Data: 10-02-2004 Fonte: "Notizie Est"
Autore: Jimmy Milanese

N.E. BALCANI #758 - CROAZIA/UE
10 febbraio 2004


PROVE GENERALI PER UNA UNIONE PIÙ "POLITICA" E MENO "ECONOMICA"
di Jimmy Milanese

Con l'incontro della "Quadrilaterale" il governo croato è stato riportato al tavolo della mediazione internazionale nel processo di adesione all'UE


E' noto come l'Unione Europea sia considerata tanto un gigante economico, quanto un nano politico. Se con l'entrata in vigore della Moneta Unica questa considerazione perde parzialmente di validità (il batter moneta è stata per secoli una assoluta prerogativa politica degli Stati), è nell'istituzione di vincoli formali e informali nei rapporti tra stati membri e potenziali candidati che la natura "politica" dell'Unione emerge. Al cosiddetto "processo di Europeizzazione" delle politiche pubbliche dei paesi membri e dei futuri candidati (ovvero, l'influenza sui vari processi decisionali e implementativi nazionali derivante dal processo di integrazione comunitaria), si somma un crescente, seppur disordinato, processo di interdipendenza tra gli stessi, nei rapporti di politica estera.

Prova ne è il recente incontro della "Quadrilaterale" (Croazia, Italia, Slovenia, Ungheria), nella suggestiva cornice del castello di Brdo a Nord di Lubiana, in cui il "peso politico" dell'Unione Europea ha riportato il governo croato al tavolo della mediazione internazionale, dopo la decisione di istituire unilateralmente una "zona ecologico-ittica" (che entrerà in vigore tra dieci mesi) e il rifiuto di aprire un tavolo negoziale sulle questioni dei beni degli esuli italiani e sulla ben più intricata vicenda della definizione dei confini sia con l'Italia (fondo marino) sia con la Slovenia (acque territoriali nel golfo di Pirano).

Solo qualche giorno prima dell'incontro di venerdì 30 gennaio, nel corso di una interrogazione parlamentare richiesta da alcuni deputati del Sabor, il Primo Ministro croato Ivo Sanader rassicurava i membri del governo di coalizione guidato dal partito Hdz, sulla posizione che la Croazia avrebbe tenuto nei confronti dell'Italia, la cui Camera dei deputati tarda a ratificare il Trattato di associazione e di stabilizzazione della Croazia all'Unione Europea per via delle sopra citate questioni.

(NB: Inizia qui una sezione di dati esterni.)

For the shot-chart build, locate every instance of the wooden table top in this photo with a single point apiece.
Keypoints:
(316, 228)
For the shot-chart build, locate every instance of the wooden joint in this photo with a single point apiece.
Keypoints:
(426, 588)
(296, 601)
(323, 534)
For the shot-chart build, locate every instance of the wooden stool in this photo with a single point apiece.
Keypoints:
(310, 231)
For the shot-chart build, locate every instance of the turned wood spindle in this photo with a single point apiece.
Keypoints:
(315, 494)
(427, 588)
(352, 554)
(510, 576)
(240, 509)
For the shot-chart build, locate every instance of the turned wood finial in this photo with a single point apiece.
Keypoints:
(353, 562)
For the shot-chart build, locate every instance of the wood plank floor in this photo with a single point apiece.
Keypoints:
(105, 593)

Sanader affermava che avrebbe chiesto all'Italia di ratificare il Trattato senza "porre ulteriori condizioni". Ritenendo la posizione italiana ingiustificata, e in contrasto con quella della maggioranza degli altri paesi membri (Olanda e Gran Bretagna hanno posto la loro pregiudiziale sulla ratifica del Trattato, fino a quando la Croazia non dimostrerà maggiore collaborazione con il Tribunale Internazionale dell'Aja, e provvederà alla consegna del generale latitante Ante Gotovina, ricercato per crimini di guerra), Sanader ha espresso una forte critica nei confronti delle richieste italiane, il cui accoglimento avrebbe accelerato la ratifica del Trattato. Nella stessa occasione, Sanader dichiarava il suo pieno sostegno all'istituzione della zona ecologico-ittica, sostenendo la conformità della stessa al diritto internazionale e più precisamente al Trattato internazionale siglato nel 1982 presso le Nazioni Unite, in materia di confini e sfruttamento delle acque extraterritoriali.

Grazie alla intermediazione del Presidente del Consiglio italiano Silvio Berlusconi, e al rafforzamento dell'asse Roma-Lubiana, al vertice di Brdo il governo croato ha dovuto rivedere le sue posizioni, nel nome di quel dialogo costruttivo contrario a qualsiasi decisione unilaterale. Il Premier italiano ha quindi offerto al governo croato la convocazione immediata di un tavolo di mediazione a livello di sottosegretari agli Esteri, sulle questioni relative al mare Adriatico. Se il Presidente Sanader si è visto praticamente costretto ad accettare il dialogo multilaterale, elemento essenziale per il funzionamento dell'Unione Europea stessa, alla quale la Croazia si è largamente dichiarata favorevole, dal canto suo il governo targato Hdz non intende rinunciare alla proclamazione della zona ecologico-ittica, provvedimento varato dal precedente governo Racan, e fortemente sostenuto dall'attuale coalizione di governo.

Il secondo nodo da sciogliere al vertice Quadrilaterale era la questione sloveno-croata, o meglio, la definizione una volta per tutte dei confini delle acque territoriali nel golfo di Pirano. Da parte slovena, il Premier Anton Rop ha riproposto la necessità di rinegoziazione degli attuali confini marittimi, unitamente alla ridefinizione di alcuni confini terrestri, sulla base dell'accordo Drnovsek-Racan, peraltro non riconosciuto dal governo Sanader. Il vertice si è concluso con la vaga promessa da parte dei governi croato e sloveno di non precludere la strada di un possibile arbitrato internazionale.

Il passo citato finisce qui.